No. 2 Fastest Growing Private Company: Wide Geographic Reach and Diverse Products Elevate Level 10
Source: Silicon Valley Business Journal
Level 10 Construction is known for undertaking big, technically challenging commercial projects — from multitenant mega-campuses to Facebook expansions designed by Frank Gehry.
But the general contractor’s growth is also coming from places that might surprise you.
For an example, head 470 miles south of Level 10’s Sunnyvale headquarters. That’s where Level 10 built two new exhibits for the San Diego Zoo — one for the Asian leopard and another for a mountain lion.
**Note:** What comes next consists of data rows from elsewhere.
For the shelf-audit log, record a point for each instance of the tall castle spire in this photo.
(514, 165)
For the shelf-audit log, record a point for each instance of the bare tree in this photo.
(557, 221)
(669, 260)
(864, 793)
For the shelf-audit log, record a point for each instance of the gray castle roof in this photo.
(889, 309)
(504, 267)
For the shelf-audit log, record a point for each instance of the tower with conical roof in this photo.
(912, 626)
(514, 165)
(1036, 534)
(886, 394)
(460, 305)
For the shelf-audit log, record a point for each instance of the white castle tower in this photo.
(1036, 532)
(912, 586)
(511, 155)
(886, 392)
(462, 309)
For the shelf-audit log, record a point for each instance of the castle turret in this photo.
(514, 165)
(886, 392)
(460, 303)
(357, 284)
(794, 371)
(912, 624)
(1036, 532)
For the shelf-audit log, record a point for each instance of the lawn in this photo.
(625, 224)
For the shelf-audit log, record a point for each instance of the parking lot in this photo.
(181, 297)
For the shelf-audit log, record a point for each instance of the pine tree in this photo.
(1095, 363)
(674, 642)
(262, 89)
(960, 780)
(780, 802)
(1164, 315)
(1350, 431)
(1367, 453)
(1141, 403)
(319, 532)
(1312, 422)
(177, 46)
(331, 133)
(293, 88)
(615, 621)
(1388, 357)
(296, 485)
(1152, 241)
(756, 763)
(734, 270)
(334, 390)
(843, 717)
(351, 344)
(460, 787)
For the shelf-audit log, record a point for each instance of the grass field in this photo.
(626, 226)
It helped in the construction of a 375-foot slide at SeaWorld San Diego, opened last year. And it’s also building a residential apartment tower in the city’s downtown, Level 10’s first residential-only building.
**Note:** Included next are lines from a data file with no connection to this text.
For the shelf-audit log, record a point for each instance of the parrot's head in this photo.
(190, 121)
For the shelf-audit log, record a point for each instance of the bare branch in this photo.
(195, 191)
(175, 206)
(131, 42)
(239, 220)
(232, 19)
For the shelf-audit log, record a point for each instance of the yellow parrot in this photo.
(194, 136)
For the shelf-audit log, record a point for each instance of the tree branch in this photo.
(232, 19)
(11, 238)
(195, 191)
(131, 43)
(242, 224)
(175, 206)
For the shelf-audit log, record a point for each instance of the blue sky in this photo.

“We’re really trying to be diversified in our work and hit a lot of different markets, so we can ride through the tide when the market shifts,” said Doug Collins, vice president of operations for Level 10.
The diversity in geography and product type is partly responsible for the company’s tremendous growth over the last couple of years, which plunked Level 10 into second place on the Business Journal’s fastest-growing private companies list for 2015.
Indeed, Level 10’s revenue trend line has been nothing short of meteoric. Formed in 2011 by a group of former Rudolph & Sletten executives, the contractor — which is backed by real estate developer Jay Paul — reached $624.7 million in 2014 and is on track for $710 million this year and $810 million in 2017.
In the last two years, Level 10 has expanded well beyond its traditional book of Jay Paul-related business. Level 10 is proposing on — and winning — tenant-improvement work from a growing list of tech, biotech and healthcare clients. In the last year or so, it’s completed ground-up developments for Facebook, the University of California, San Diego, and Alexandria Real Estate Equities. And, of course, it’s going vertical on what will be perhaps its most prominent calling card: 181 Fremont, an 800-foot tower in San Francisco’s Transbay district.
What’s behind the success? “Our growth is directly attributed to our people,” Collins said. “We’re only as good as the people doing the projects. And we go after the best in the market.”
Level 10 opened its San Diego office in 2013, recruiting R&S veterans as it has done in Silicon Valley. While Collins says the Bay Area will always remain Level 10’s core market, Southern California is complementary because a lot of companies are growing in both places.
As for those zoo jobs? No, it’s not as much revenue as an office campus. But it has its own challenges and rewards. “The zoo is a very cool place to work because you’re around all these animals,” Collins said. “You’re working around the eating and feeding times of animals, because the construction operations can disrupt their daily activities. It requires coordination with the animals and their handlers. And you have a whole public portion you have to be aware of.”